Error-Log Method for Coding Misses
Key Takeaways
- An error log converts missed practice questions into targeted remediation.
- Each miss should be tagged by cause, not just by topic.
- Useful categories include documentation, terminology, guideline, convention, sequencing, modifier, and validation errors.
- Retesting missed patterns builds the workflow discipline needed for CCA-style questions.
Turn Misses Into Data
A missed coding question is useful only if you identify why it happened. Do not write only the correct code. Record the mistake type, the missed documentation clue, the rule that controlled the answer, and the action you will repeat before the next practice set.
Error-Log Fields
| Field | What to record |
|---|---|
| Scenario topic | ICD-10-CM, CPT, HCPCS, modifier, sequencing, query, or workflow |
| Miss type | Documentation, terminology, anatomy, guideline, convention, sequencing, or validation |
| Missed clue | The exact phrase or missing detail that changed the answer |
| Correct rule | Guideline, note, modifier instruction, or workflow step |
| Repair drill | A short task to prevent the same miss |
A good error log separates knowledge gaps from process gaps. If you did not know a term, study terminology. If you knew the term but skipped the Tabular List, fix the workflow. If you found the right code but sequenced it wrong, drill setting-based guidelines.

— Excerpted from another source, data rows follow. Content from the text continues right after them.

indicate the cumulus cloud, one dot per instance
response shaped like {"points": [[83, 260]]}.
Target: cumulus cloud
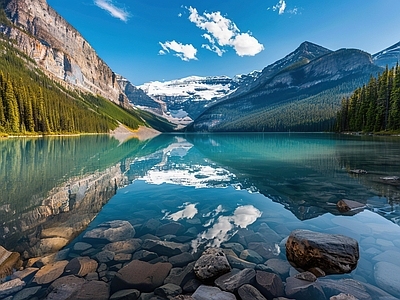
{"points": [[222, 32], [185, 52], [113, 10]]}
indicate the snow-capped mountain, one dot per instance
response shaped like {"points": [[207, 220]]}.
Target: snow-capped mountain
{"points": [[388, 57], [188, 97]]}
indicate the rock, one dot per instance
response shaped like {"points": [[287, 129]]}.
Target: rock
{"points": [[205, 292], [345, 205], [65, 288], [251, 256], [165, 248], [11, 287], [168, 290], [303, 290], [333, 253], [307, 276], [140, 275], [387, 277], [81, 266], [111, 231], [26, 293], [180, 276], [90, 290], [8, 262], [269, 284], [233, 280], [174, 228], [249, 292], [211, 264], [50, 272], [347, 286], [241, 264], [128, 246], [130, 294], [181, 260]]}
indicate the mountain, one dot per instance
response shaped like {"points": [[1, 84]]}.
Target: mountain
{"points": [[184, 99], [301, 92], [388, 57]]}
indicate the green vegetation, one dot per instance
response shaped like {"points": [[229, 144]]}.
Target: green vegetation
{"points": [[375, 107]]}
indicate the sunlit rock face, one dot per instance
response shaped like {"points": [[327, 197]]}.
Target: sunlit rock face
{"points": [[59, 49]]}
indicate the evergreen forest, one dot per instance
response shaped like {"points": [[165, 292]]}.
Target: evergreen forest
{"points": [[375, 107]]}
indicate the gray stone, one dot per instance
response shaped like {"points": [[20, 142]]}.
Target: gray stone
{"points": [[140, 275], [249, 292], [233, 280], [251, 256], [205, 292], [11, 287], [241, 264], [111, 231], [303, 290], [168, 290], [165, 248], [269, 284], [387, 277], [333, 253], [211, 264], [130, 294]]}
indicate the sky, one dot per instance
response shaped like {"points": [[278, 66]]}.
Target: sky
{"points": [[159, 40]]}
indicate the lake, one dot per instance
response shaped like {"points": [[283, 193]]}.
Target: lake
{"points": [[55, 189]]}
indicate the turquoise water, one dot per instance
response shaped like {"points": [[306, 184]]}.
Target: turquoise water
{"points": [[214, 185]]}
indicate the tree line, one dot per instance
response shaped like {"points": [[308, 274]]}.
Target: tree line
{"points": [[374, 107]]}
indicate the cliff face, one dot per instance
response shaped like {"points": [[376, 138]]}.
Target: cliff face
{"points": [[59, 49]]}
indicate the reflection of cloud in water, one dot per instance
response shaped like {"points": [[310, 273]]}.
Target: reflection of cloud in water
{"points": [[226, 226], [188, 212]]}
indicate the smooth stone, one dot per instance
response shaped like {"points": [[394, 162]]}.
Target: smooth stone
{"points": [[129, 246], [205, 292], [241, 264], [249, 292], [81, 266], [233, 280], [387, 277], [333, 253], [129, 294], [168, 290], [165, 248], [269, 284], [111, 231], [140, 275], [11, 287], [251, 256], [50, 272], [211, 264], [303, 290]]}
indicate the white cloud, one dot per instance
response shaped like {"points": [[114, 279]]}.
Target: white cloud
{"points": [[114, 11], [223, 32], [185, 52]]}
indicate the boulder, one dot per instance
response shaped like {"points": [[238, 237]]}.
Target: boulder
{"points": [[249, 292], [165, 248], [269, 284], [205, 292], [333, 253], [111, 231], [233, 280], [211, 264], [140, 275]]}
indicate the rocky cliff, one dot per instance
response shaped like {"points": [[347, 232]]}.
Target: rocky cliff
{"points": [[59, 49]]}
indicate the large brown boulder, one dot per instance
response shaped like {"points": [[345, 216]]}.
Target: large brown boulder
{"points": [[333, 253]]}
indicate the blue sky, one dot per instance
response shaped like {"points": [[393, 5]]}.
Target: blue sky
{"points": [[169, 39]]}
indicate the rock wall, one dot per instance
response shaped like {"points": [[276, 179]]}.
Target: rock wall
{"points": [[59, 49]]}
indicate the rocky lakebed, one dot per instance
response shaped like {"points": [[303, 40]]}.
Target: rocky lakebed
{"points": [[159, 259]]}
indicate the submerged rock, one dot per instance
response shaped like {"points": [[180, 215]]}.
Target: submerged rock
{"points": [[333, 253]]}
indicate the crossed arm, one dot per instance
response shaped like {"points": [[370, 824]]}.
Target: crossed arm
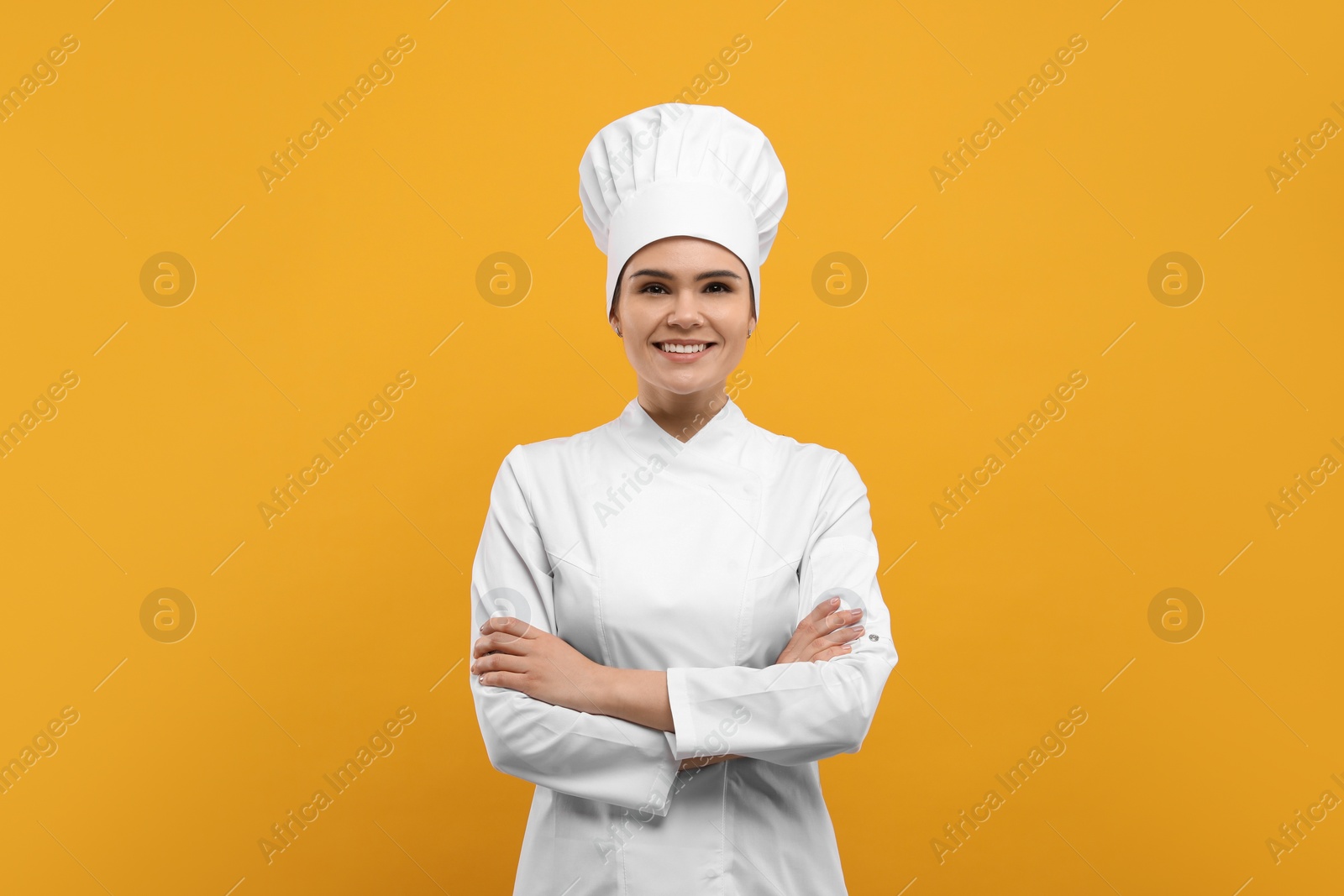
{"points": [[517, 656]]}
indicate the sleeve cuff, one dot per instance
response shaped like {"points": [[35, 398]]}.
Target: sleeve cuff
{"points": [[683, 739]]}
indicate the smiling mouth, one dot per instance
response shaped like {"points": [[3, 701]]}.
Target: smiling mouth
{"points": [[683, 348]]}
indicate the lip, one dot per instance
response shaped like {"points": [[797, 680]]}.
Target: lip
{"points": [[685, 358]]}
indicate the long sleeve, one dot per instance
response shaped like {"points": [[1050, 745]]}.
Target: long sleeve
{"points": [[598, 758], [797, 712]]}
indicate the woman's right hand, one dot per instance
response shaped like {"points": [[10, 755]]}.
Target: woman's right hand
{"points": [[823, 634]]}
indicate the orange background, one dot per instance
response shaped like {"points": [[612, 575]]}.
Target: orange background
{"points": [[309, 297]]}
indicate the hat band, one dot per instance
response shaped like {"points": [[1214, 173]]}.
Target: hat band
{"points": [[683, 208]]}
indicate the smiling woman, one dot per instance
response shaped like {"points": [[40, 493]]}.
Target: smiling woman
{"points": [[669, 676]]}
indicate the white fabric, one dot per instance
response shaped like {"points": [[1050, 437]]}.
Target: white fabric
{"points": [[698, 558], [680, 170]]}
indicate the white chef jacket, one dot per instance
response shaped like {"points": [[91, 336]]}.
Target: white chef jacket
{"points": [[698, 558]]}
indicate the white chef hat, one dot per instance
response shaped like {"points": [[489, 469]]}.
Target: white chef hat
{"points": [[680, 170]]}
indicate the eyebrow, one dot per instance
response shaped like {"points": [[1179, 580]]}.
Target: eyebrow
{"points": [[654, 271]]}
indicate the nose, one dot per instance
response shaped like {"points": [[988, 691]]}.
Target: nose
{"points": [[685, 309]]}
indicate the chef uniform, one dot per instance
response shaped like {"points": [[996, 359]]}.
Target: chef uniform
{"points": [[698, 558]]}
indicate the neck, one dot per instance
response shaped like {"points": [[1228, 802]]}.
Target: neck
{"points": [[682, 416]]}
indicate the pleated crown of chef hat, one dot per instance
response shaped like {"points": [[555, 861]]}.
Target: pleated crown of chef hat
{"points": [[679, 170]]}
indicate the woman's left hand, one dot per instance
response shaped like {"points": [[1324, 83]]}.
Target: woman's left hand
{"points": [[515, 654]]}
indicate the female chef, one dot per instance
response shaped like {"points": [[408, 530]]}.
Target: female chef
{"points": [[665, 610]]}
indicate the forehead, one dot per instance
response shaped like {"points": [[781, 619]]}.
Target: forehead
{"points": [[685, 254]]}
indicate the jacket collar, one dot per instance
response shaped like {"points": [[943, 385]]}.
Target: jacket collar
{"points": [[645, 437]]}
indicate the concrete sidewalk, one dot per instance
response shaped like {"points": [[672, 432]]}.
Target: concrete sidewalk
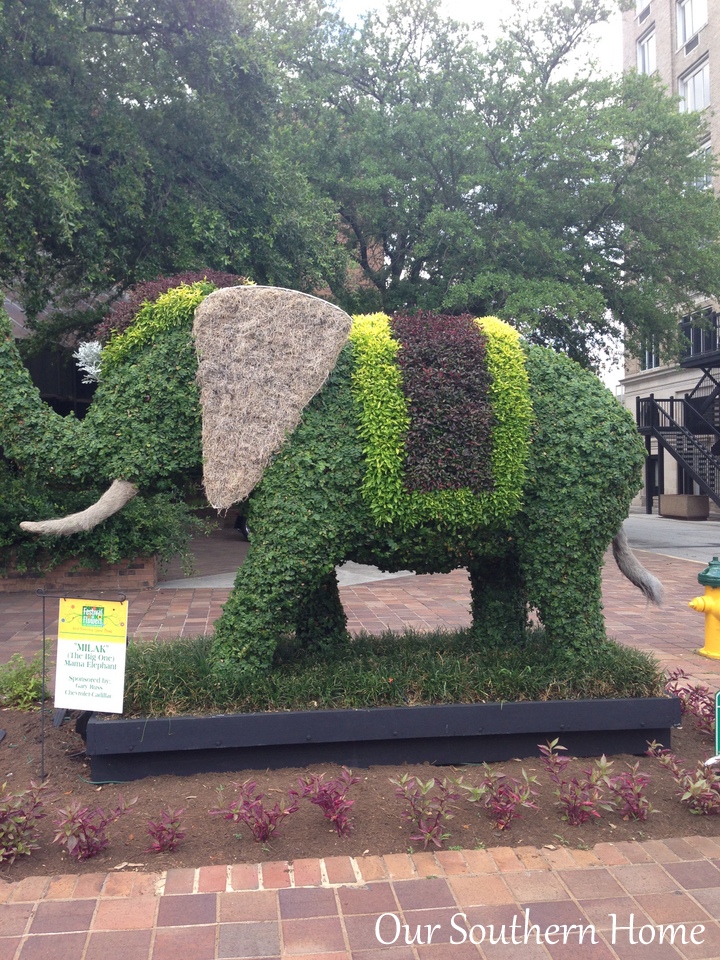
{"points": [[513, 902]]}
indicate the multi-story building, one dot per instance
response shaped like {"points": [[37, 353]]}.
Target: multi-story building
{"points": [[678, 406]]}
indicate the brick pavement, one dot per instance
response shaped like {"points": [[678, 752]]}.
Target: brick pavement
{"points": [[664, 896], [513, 902]]}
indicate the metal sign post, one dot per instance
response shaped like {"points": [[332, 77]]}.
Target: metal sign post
{"points": [[89, 617]]}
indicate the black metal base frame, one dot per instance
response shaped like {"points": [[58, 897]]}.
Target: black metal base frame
{"points": [[129, 749]]}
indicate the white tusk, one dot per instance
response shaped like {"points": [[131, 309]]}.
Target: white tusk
{"points": [[114, 499]]}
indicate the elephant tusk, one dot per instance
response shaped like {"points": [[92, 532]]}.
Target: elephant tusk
{"points": [[114, 499]]}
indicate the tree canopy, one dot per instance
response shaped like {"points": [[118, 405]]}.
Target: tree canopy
{"points": [[489, 178], [139, 139], [269, 138]]}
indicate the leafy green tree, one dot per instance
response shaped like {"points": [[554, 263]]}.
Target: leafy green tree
{"points": [[494, 179], [138, 139]]}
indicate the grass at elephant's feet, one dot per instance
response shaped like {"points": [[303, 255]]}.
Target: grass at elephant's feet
{"points": [[176, 676]]}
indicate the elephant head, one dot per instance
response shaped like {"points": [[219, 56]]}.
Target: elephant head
{"points": [[261, 354], [243, 396]]}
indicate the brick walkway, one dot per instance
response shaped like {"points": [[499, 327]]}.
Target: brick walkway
{"points": [[525, 900], [633, 900]]}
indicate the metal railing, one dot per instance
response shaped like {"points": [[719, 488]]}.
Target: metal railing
{"points": [[689, 437]]}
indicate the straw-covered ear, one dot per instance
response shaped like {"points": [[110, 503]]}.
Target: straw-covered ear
{"points": [[263, 354]]}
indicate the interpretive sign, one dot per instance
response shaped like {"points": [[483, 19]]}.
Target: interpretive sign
{"points": [[92, 635]]}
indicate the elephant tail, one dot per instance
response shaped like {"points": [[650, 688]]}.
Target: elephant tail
{"points": [[636, 573]]}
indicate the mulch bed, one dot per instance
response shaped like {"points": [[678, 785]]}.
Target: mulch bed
{"points": [[378, 826]]}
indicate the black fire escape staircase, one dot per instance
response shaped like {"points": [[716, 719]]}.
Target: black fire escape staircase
{"points": [[689, 429]]}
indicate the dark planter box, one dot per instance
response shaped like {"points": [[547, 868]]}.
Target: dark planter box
{"points": [[123, 750]]}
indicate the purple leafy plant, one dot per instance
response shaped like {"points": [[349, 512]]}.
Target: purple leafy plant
{"points": [[82, 830], [165, 833], [581, 797], [331, 797], [699, 789], [503, 796], [429, 807], [19, 813], [696, 700], [629, 789], [248, 808]]}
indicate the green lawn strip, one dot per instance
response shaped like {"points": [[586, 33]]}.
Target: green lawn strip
{"points": [[171, 677]]}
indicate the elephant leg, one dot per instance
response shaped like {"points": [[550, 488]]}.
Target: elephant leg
{"points": [[566, 591], [321, 620], [499, 604], [273, 594]]}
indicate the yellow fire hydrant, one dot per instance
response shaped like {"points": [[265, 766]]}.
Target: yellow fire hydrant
{"points": [[709, 604]]}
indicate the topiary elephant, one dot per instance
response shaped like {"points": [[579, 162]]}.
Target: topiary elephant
{"points": [[417, 442]]}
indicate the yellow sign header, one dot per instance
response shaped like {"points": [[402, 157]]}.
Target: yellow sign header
{"points": [[93, 620]]}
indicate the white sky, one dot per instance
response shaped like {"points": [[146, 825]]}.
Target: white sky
{"points": [[606, 50]]}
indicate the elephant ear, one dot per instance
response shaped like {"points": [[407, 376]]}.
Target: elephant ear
{"points": [[263, 354]]}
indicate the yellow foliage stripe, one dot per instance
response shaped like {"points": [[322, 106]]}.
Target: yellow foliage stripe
{"points": [[384, 422], [170, 310]]}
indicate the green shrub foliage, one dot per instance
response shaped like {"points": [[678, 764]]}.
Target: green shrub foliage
{"points": [[377, 382], [565, 462], [312, 510], [143, 426], [123, 312], [446, 382]]}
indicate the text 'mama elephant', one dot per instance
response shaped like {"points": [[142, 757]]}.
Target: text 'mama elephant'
{"points": [[418, 443]]}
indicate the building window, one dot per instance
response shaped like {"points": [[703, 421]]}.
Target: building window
{"points": [[700, 330], [705, 181], [649, 359], [691, 14], [694, 89], [646, 53]]}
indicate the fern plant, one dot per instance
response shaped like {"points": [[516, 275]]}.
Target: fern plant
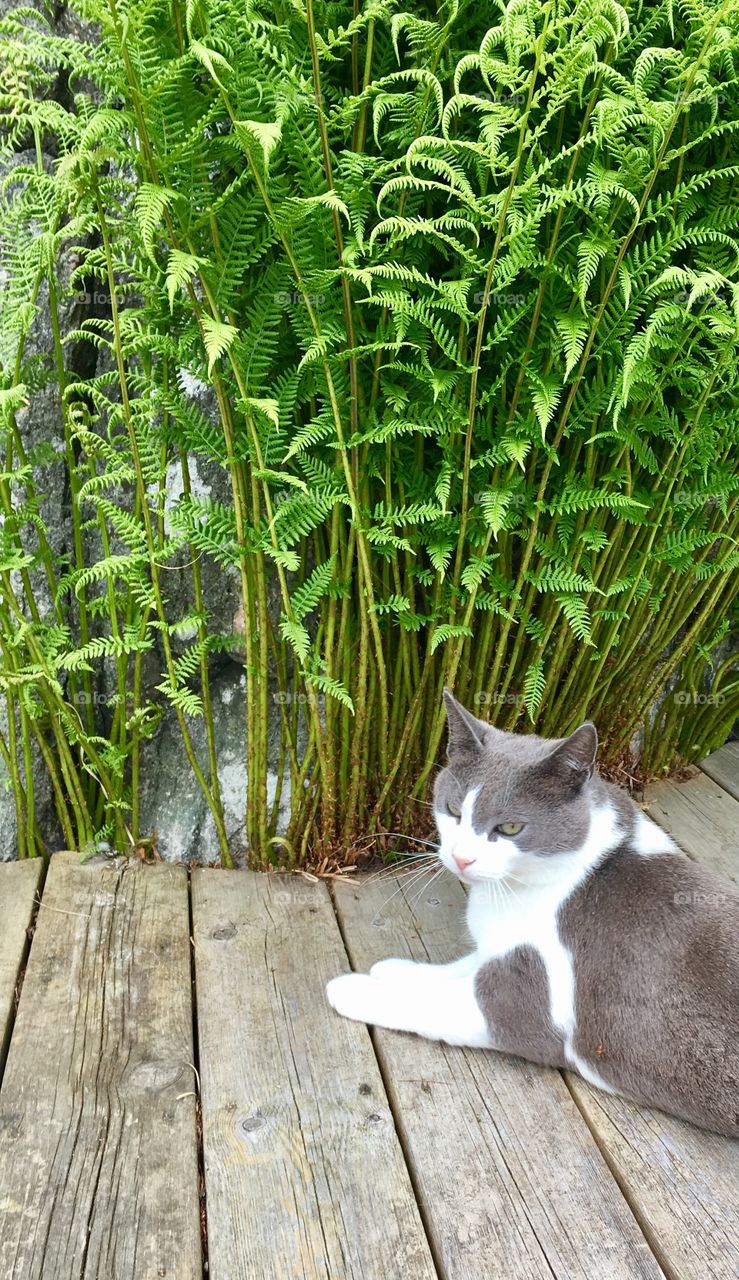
{"points": [[465, 293]]}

Review the log weekly. Group repeated misses and create short drills: five guideline lookups, ten laterality checks, five modifier decisions, or three query-boundary scenarios. CCA preparation improves when each miss becomes a specific next action.
A student repeatedly finds the correct diagnosis code but misses the required seventh character. Which error-log category best describes the pattern?
Which error-log entry is most useful after a missed practice question?
A learner codes from the Alphabetic Index and skips Tabular List notes on several ICD-10-CM questions. What is the best repair drill?